The tomb was built for a man named Tutu and his wife, and is one of seven discovered in the area last October, when authorities found smugglers digging illegally for artefacts, officials said.
Its painted walls depict funeral processions and images of the owner working in the fields, as well as his family genealogy written in hieroglyphics.
Mostafa Waziri, secretary-general of Egypt’s Supreme Council of Antiquities, described the burial chamber as a “beautiful, colourful tomb.”
“The tomb is made up of a central lobby, and a burial room with two stone coffins. The lobby is divided in two”, he said.
“It shows images of the owner of the burial room, Tutu, giving and receiving gifts before different gods and goddesses.”
“We see the same thing for his wife, Ta-Shirit-Iziz, with the difference that (we see) verses from a book, the book of the afterlife,” he added.
Two mummies, a woman aged between 35-50 and a boy aged 12-14, were on display outside the shallow burial chamber, in a desert area near the Nile about 390km south of Cairo.
Around 50 mummified animals, including mice and falcons, were also recovered from the tomb.

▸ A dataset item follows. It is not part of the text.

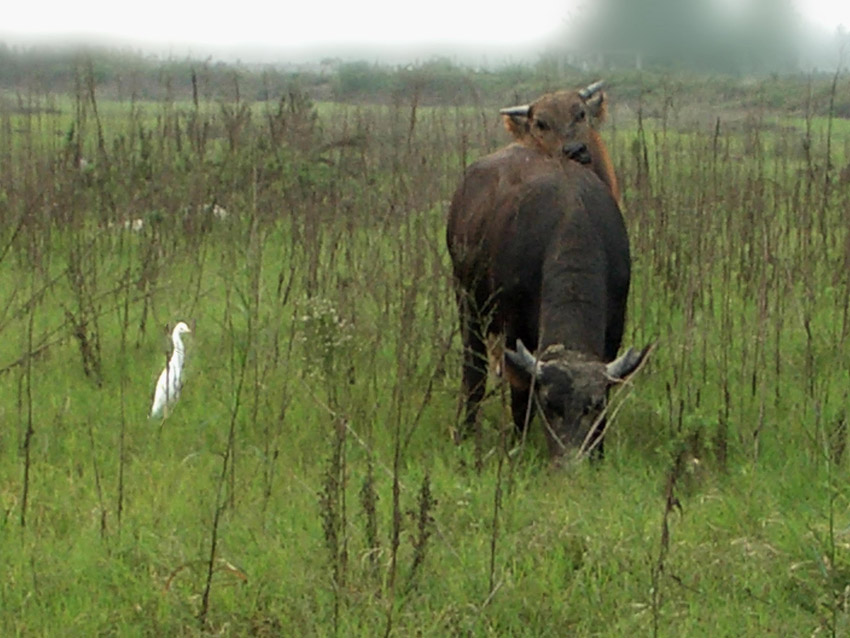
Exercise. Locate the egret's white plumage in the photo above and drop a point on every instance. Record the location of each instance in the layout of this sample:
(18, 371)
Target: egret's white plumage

Ptolemaic rule spanned about three centuries until the Roman conquest in 30 B.C.
Egypt’s ancient sites are a draw for tourists and authorities hope new finds can help boost the sector, which has been recovering after foreigners were scared off by the North African country’s 2011 popular uprising and the turmoil and insecurity that followed.

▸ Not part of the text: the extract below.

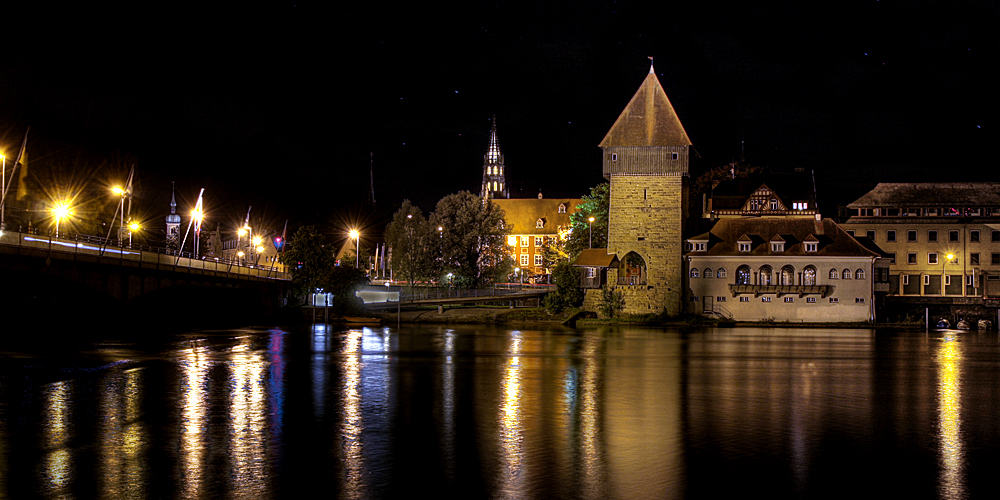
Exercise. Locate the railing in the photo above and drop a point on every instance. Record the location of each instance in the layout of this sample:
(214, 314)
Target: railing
(140, 255)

In an unrelated development, gunmen opened fire on a police vehicle in a Cairo suburb at dawn on Sunday, killing a police officer and the driver and wounding two others, the interior ministry said.
It was not immediately clear who was behind the latest attack on security forces in Egypt.
Police were on a routine patrol in New Nozha, a suburb east of Cairo, when their minibus came under fire, the ministry said. Four unknown assailants armed with automatic rifles opened fire at the police vehicle, it said in a statement, before fleeing in a black car.
Police captain Mohamed Ahmed Abdel Razek and the driver of the minibus were killed, the statement said, adding that two policemen who were riding with them were wounded in the attack.